Regardons d'un peu plus prés ce graphique censé représenter l'évolution démographique au cours des prochaines années. Il est bien évident que si dans 20 ou 40 ans il y avait 11 millions d'actifs et 27 millions de retraités, comme le suggère avec insistance le graphique de la CFDT, il y aurait peu d'espoir de sauvegarder les retraites par répartition ! Mais ce graphique n'a, heureusement, rien à voir avec la réalité.

Certes, on ne peut demander à un dessin qui se voudrait humoristique, d'avoir la précision d'un tableau de l'INSEE. Malgré tout, ce qui est important, c'est de comprendre ce que suggère ce graphique : la situation démographique est telle qu'il ne sera possible de sauver les retraites que si les salariés acceptent des sacrifices.

Or, c'est faux ! En effet ce graphique est une caricature de la présentation de la situation démographique en France faite par le rapport Charpin lorsqu'il titre « En 2040, il y aura sept retraités pour dix actifs » et précise un peu plus loin qu'aujourd'hui, il y a 4 retraités pour 10 actifs.

Et cette présentation de la réalité est, déjà, elle -même une caricature car elle oublie de préciser deux aspects importants. Tout d'abord que le terme « actif » ne signifie pas personne occupée mais « personne en age d'être actif (20 à 59 ans) » Ce qui veut dire que ce terme « actifs » intègre les chômeurs ! Elle ne précise pas non plus que les personnes « inoccupées » ne sont pas seulement les retraités mais aussi les chômeurs et les personnes de moins de 20 ans. Or, le chômage, en 40 ans, devrait diminuer et toutes les prospectives indiquent une diminution des jeunes de moins de 20 ans.

A la page suivante, le rapport Charpin précise d'ailleurs qu'en 1995 il y avait 100 personnes occupées pour 129 personnes inoccupées et qu'en 2040 il y aurait, toujours pour 100 personnes occupées 144 personnes inoccupées, soit une augmentation de 11,63 % en 40 ans !. Ce qui nous mène bien loin du quasi-doublement annoncé en titre par le rapport Charpin et de la vision apocalyptique véhiculée par la carte postale de la CFDT.
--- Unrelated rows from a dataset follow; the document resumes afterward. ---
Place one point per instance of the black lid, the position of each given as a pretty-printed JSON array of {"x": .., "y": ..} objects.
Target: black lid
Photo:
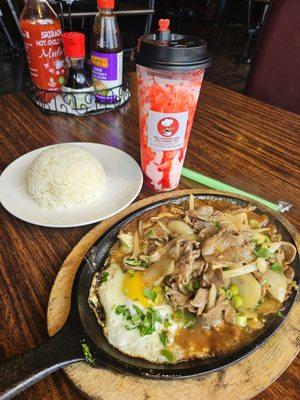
[{"x": 177, "y": 53}]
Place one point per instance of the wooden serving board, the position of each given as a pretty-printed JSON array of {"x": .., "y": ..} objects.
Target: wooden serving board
[{"x": 240, "y": 381}]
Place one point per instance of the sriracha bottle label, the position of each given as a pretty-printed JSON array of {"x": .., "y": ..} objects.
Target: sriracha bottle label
[{"x": 43, "y": 45}]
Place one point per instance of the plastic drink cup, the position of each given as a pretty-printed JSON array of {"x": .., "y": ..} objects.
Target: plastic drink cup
[{"x": 170, "y": 71}]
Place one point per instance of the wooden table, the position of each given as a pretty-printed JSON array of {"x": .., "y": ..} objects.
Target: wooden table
[{"x": 235, "y": 139}]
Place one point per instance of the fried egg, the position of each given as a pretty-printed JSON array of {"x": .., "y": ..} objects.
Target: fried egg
[{"x": 123, "y": 300}]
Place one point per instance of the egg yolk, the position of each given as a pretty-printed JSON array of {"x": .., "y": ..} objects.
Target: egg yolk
[{"x": 134, "y": 286}]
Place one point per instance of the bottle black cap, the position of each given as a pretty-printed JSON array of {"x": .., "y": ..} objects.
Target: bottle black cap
[{"x": 171, "y": 51}]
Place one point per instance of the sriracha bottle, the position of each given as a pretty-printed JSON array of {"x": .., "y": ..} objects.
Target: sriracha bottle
[{"x": 41, "y": 32}]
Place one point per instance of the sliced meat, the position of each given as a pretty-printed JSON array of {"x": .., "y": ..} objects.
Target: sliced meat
[
  {"x": 158, "y": 234},
  {"x": 289, "y": 273},
  {"x": 215, "y": 316},
  {"x": 289, "y": 251},
  {"x": 235, "y": 254},
  {"x": 126, "y": 267},
  {"x": 199, "y": 225},
  {"x": 185, "y": 266},
  {"x": 198, "y": 267},
  {"x": 200, "y": 300},
  {"x": 230, "y": 315},
  {"x": 214, "y": 276},
  {"x": 176, "y": 299}
]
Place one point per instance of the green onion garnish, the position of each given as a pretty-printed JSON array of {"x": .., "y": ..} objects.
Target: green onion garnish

L'autruche et le partage des richesses

En plaçant la question des retraites sur le seul plan de la démographique, l'autruche qui n'a pas la tête dans le sable et qui invective sa congénère se trompe radicalement. Et, en fait, c'est elle qui a la tête dans le sable quand elle se refuse à voir que la question des retraites n'est au total qu'une question de partage des richesses.

Depuis vingt ans, en effet, les profits ont gagné plus de 400 milliards de francs (annuels) aux dépens des salaires. Ne faut-il pas, comme la Direction de la CFDT, avoir la tête dans le sable et se refuser à voir que la solution de la question des retraites par répartition passe par un autre partage des richesses entre salaire et profits ?

Un tout autre graphique que celui proposé par la carte postale de la CFDT aurait pu montrer l'évolution comparée de la masse des salaires et de celle des profits ? Il n'aurait pas été difficile d'en déduire la solution pour nos retraites : l'augmentation des cotisations retraites patronales.